When I first approached him about it, I had asked him to meet me for coffee. At the time he was working for his dad, but he was craving to get out from under his thumb. Mr. Dickerson, as I always thought of him, because he’d never told me to address him by his first name, was the kind of man who continually second-guessed everyone around him. Not because he was the smartest person in the room, but because he thought he was the smartest in the room.
“I want to open a bar,” I said, blowing on the hot coffee in my mug.
“A bar?” Dickerson asked, smiling brightly. He stroked his beard. “And let me guess…You need me to manage the books for you.”
“Can’t think of anyone else I’ve rather have.
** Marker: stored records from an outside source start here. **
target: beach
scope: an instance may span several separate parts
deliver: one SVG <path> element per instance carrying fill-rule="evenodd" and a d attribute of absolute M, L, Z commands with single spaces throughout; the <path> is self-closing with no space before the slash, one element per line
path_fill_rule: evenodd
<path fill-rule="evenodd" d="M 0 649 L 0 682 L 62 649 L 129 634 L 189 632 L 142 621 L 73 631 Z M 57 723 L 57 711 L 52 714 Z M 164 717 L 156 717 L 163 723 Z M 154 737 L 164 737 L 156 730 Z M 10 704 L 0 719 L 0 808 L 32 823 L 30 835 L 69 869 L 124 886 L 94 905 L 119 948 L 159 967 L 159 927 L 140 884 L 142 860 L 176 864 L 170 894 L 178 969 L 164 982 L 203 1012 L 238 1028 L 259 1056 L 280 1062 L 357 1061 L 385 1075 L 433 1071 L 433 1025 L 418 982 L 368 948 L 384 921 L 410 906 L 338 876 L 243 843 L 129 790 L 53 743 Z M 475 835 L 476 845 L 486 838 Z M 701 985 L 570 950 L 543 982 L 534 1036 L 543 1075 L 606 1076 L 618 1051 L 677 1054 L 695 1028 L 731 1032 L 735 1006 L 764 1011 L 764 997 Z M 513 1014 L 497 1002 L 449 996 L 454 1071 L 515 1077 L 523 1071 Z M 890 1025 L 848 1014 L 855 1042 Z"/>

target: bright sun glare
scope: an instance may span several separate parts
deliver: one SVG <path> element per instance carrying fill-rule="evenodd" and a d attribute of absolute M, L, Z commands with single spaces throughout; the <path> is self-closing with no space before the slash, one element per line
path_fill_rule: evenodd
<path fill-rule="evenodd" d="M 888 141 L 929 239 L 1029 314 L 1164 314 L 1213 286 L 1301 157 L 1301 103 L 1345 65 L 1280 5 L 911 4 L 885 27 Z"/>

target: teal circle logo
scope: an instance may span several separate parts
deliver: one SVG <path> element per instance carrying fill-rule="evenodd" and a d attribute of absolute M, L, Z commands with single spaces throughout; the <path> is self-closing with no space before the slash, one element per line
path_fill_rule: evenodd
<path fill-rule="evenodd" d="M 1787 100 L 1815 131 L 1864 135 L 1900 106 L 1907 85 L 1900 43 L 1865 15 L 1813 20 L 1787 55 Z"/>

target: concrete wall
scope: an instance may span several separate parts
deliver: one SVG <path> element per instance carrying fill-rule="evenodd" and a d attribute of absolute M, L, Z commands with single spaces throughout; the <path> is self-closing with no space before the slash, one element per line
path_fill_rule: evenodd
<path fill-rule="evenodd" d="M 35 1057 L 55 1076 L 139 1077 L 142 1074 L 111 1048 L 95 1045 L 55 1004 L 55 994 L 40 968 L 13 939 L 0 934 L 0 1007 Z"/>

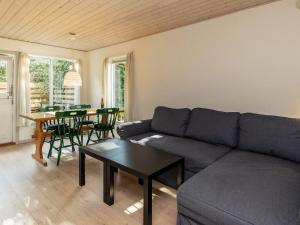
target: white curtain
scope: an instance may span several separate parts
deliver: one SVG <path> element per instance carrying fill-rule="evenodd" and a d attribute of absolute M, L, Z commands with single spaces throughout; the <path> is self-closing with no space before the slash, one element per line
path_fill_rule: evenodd
<path fill-rule="evenodd" d="M 112 59 L 111 58 L 105 58 L 103 62 L 103 79 L 102 79 L 102 96 L 104 100 L 104 106 L 105 107 L 112 107 L 112 91 L 113 88 L 111 87 L 111 65 L 112 65 Z M 100 102 L 99 102 L 100 104 Z"/>
<path fill-rule="evenodd" d="M 75 66 L 75 70 L 80 74 L 81 76 L 81 80 L 82 80 L 82 86 L 84 85 L 84 79 L 82 76 L 82 64 L 81 64 L 81 60 L 75 60 L 74 62 L 74 66 Z M 81 103 L 81 87 L 74 87 L 75 89 L 75 104 L 80 104 Z"/>
<path fill-rule="evenodd" d="M 26 53 L 18 54 L 17 74 L 17 115 L 30 113 L 30 73 L 29 56 Z M 29 121 L 18 116 L 18 126 L 28 126 Z"/>
<path fill-rule="evenodd" d="M 126 55 L 125 84 L 124 84 L 124 111 L 125 121 L 132 121 L 132 93 L 133 93 L 133 52 Z"/>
Plus, I figured you were tired of your old man.”
He laughed, sparkling. “Am I ever.” He took a sip from his own mug. “And let me guess again…you want Dad to invest in it?”
“God, no,” I said, shuddering at the thought.
“Good idea. He would want to stick his nose too far into our affairs.”
In hindsight, I’d have rather had Dickerson’s father poking around. But I’m getting ahead of myself again.
“So what do you think?’ I asked.
He mulled it over for a minute or two. “Ellie might not like it,” he said.
It was the only hesitation I had. Ellie, his wife, would be jealous over a pretty waitress, or someone’s mother who smiled too much, or an overly friendly dog. They had only had about ten people at their wedding since she didn’t like or trust anyone. Sometimes it seemed like she didn’t like or trust Dickerson either. “It’d be a lot of late nights,” I said.
He nodded. “Doesn’t bother me.”
It would be a lot of late nights with me. I should have said it, but I didn’t. I didn’t want to ruin it.
And I wanted to believe that it wouldn’t matter, even as the thought that it would not be crawled through me.
Heath handed us paper after paper after paper to sign. Dickerson smiled the whole time. “Alright,” he said, when we’d reached the bottom of the stack. “You’re all set.”
Dickerson and I looked at each other. We were practically kids, who barely knew what they were doing, trying to do something exciting together. “Yeah, we are,” I agreed. I felt ready to take on anything, and I knew that I had the right person at my side to make it happen.
I just wish Ellie would have seen it that way too.